Madrid Open organisers have apologised to players and fans for the “unacceptable decision” to not allow the women’s doubles finalists to make presentation speeches.

Victoria Azarenka and Beatriz Haddad Maia beat Americans Jessica Pegula and Coco Gauff 6-1 6-4 on Sunday.

All finalists in the singles and the men’s doubles addressed the crowd after their matches.

Organisers say they have apologised directly to the four players involved.

Tournament chief executive Gerard Tsobanian said: “We sincerely apologise to all the players and fans who expect more of the Mutua Madrid Open tournament.

“Not giving our women’s doubles finalists the chance to address their fans at the end of the match was unacceptable and we have apologised directly to Victoria, Beatriz, Coco and Jessica.

“We are working internally and with the WTA (Women’s Tennis Association) to review our protocols and are committed to improving our process moving forward. We made a mistake and this will not ever happen again.”

Organisers had initially said they would “not comment on the matter” when contacted by BBC Sport earlier this week.

Pegula said the decision was “disappointing” and questioned “what century everyone was living in”, while Belarus’ Azarenka called the situation “unacceptable”.
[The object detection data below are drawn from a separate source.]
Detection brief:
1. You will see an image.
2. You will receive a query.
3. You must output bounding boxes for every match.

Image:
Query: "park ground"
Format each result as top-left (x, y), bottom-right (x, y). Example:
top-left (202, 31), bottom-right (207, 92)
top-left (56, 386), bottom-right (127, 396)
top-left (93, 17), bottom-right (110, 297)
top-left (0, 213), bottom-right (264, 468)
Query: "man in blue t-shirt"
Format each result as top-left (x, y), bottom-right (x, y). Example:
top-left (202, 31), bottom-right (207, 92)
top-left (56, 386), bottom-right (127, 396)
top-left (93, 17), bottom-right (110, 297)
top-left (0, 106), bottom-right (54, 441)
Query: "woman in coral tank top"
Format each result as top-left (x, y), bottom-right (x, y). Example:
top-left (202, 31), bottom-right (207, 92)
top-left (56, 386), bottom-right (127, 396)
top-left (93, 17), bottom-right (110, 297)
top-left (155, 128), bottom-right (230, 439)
“There’s a lot of conversations, obviously, internally, of what happened and I want to see how that develops and what are the consequences of those decisions,” Azarenka told the Guardian.external-link “So that’s why I don’t want to make too many comments.

“I believe to give people the opportunity to figure out what’s the best course of action. Do I think it’s unacceptable? It’s absolutely unacceptable.”

The Professional Tennis Players’ Association said the players had been denied “the right to freedom of expression”.

The WTA, the governing body of the women’s tour, has not commented.

The incident brought more accusations of sexism at the clay-court tournament, after criticism over the ball girls’ outfits and the difference in sizes of the birthday cakes presented to men’s champion Carlos Alcaraz and women’s champion Aryna Sabalenka.